Part of the struggle with being epileptic is that memories just disappear sometimes. No warning. No pattern. No rhyme. No reason. No hope of regaining them. They are just gone.
Like a very targeted amnesiac.
This can be infuriating, especially for a person like myself who (used to) pride themselves on having a great memory, and even relied upon this memory for many things in the past – my work, my parenting, my family, my joy, my love life. Everything.
Now my memory has betrayed me. It is just untrustworthy. It has…betrayed me. Sometimes I get very angry at this betrayal. I curse and scream at it. Sometimes I become sullen. I cry uncontrollably, “How could you do this to me?”
At the end of the day, though, I have to figure out how to deal with this new reality, and it is a wild wilderness for me. The way I have live the last thirty plus years of my life no longer apply. I must figure out a new way to operate, because my primary tool is now broken.
Lately I have forgotten some pretty important things. Like calling my step-son on Christmas Day. Like where I put my wife’s other Christmas present I bought her in August, before my seizures started. I have a feeling this won’t go away, so I need a plan, but I don’t have one.
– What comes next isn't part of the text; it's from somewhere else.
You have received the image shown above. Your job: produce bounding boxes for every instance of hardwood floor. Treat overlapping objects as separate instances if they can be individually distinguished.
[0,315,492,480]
I have only been an adult epileptic for a few months now – this is a new world for me, and one that is a bit frightening for me. Let me pose this question to the ‘veteran epileptics’ out there:
How do you know what you don’t know, what you used to know, and what you should know?
Maybe some sort of diary or log regarding what you are planning, or where you have hidden things. If only you could predict what you might forget. I am praying that God will give you some ideas (wisdom – James).
The predicting is the hard part. I could go all OCD on this and spend all day documenting my life right — haha! I am beginning to think that community is part of the answer, meaning that I don’t live a lot of my life apart from others. That way, I can always recount my life with someone else and retrace my steps as necessary.